Consider returns for example: publishers now allow huge volumes of books to go out the factory door to bookstores knowing full well that 1/3 or MORE will come back. Who makes money there? UPS.

Publishers mark the price on a book so that if a book is in high demand (think Harry Potter demand) and there's not enough supply, bookstores still sell at the "low demand" price. Miss Snark didn't pass economics 201 to miss the idiocy of THAT model. Amazon made NO net on 1.5 million copies of Harry Potter out the door. Jeff Bezos is a smart guy but that's a recipe for disaster.

Consider that time and again customers tell us that the reason they buy books is that a friend or someone they know told them about it. YET we focus on huge national pr campaigns for a select few to the detriment of pretty good writers down the list who could use just a little bit of help getting their books in the hands of regional newspaper reviewers.

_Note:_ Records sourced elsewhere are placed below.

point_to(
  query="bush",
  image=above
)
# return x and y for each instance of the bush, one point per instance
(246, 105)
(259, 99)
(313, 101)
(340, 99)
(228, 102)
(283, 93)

Consider we use webfeed press to print 2000 copies and then have a hard time deciding whehter it's cost effective to print another 2000 when the stock gets low when if we used POD technology we could print books on demand and fulfill author's book signging need, or sudden upsurge in demand with less than a week's turnaround time.

Has most publishing gotten too big? Has the business model outlived its purpose?
There are a lot of smart people in publishing but when I hear them say "you can't touch returns, the stores won't let you", I KNOW in my heart that we are due for a huge change.

We're publishing 175,000 books a year. The one thing about books is that they don't have an expiration date. Those 175,000 books are still around next year, and the year after that. Some of them are thrown away, sure. But a lot of them find their way to used book stores, and sidewalk vendors here in NYC. Half the readers I know don't give a fig if a book is "new" this season or published ten years ago.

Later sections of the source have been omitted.